Bibb County Sheriff David Davis said he expects pay raises to be the biggest issue in the 2021 budget.

For the upcoming fiscal year, however, the new Macon-Bibb County budget approved Tuesday does not include a bump in employee salaries despite last-minute efforts to do so. Several officials said that they didn’t feel the public could stomach another property tax increase to cover about $2 million in pay raises.

The $164.5 million budget for fiscal 2020 does not include a millage rate tax hike. The millage rate was increased a total of 6 mills the previous two years.

Davis has been outspoken about how pay disparities are causing him to have trouble retaining employees. His office posted a Facebook video June 4 that shows Davis ripping up a letter he sent to the mayor and commissioners asking for a 4% employee raise. He said they ignored the letter and asked for the public’s help.

There were pay increases for the Sheriff’s Office and for firefighters and their supervisors in 2018.

There was a 1.5% cost of living adjustment in fiscal 2017 for all county employees.

“Obviously I’m disappointed, but I’m not very surprised given the situation that the county budget is in,” Davis said following Tuesday’s budget vote. “We have advocated the notion that we need raises for the deputies as well as all the county employees.

The sixth vote needed to pass the budget came when Commissioner Scotty Shepherd called into the meeting remotely. Commissioners Valerie Wynn and Joe Allen opposed the budget. Commissioners Larry Schlesinger, Al Tillman, Bert Bivins, Elaine Lucas and Virgil Watkins approved it.

Watkins’ amendment called for a 2% raise for all employees, while Jones wanted to use the extra money for only public safety employees. They proposed a half-mill increase to pay for the raises.

Schlesinger said another tax increase would lead to a “revolt” by residents. Mayor Robert Reichert also questioned the public’s appetite for a higher millage rate.

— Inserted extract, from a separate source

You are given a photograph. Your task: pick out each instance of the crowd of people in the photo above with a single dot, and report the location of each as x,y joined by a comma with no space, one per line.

“Nobody wants more to have additional revenue to provide adequate and fair compensation to all of our employees, but trying to balance that against another tax increase, I think is the fly in the ointment,” he said.

The county government is expected to undergo a pay-scale study, which should lead to more competitive salaries, some officials said.

Allen and Tillman also said they’d like to explore if it’s feasible to give a bonus to employees at the end of 2019.

“Hopefully with this new money with the hotel-motel tax (1% increase), we can take less money out of our general fund,” Tillman said. “Let’s hope by December, right before Christmas, that we can give all our employees a bonus.”

Overall, there is about $9.2 million in the budget for the outside and partner agencies, compared to slightly under $9 million in the current year.

For the first time in five years, the county is expected to have a surplus at the end of the fiscal year on June 30.

The final vote on the millage rate, which is currently 20.652 mills, will be held in August.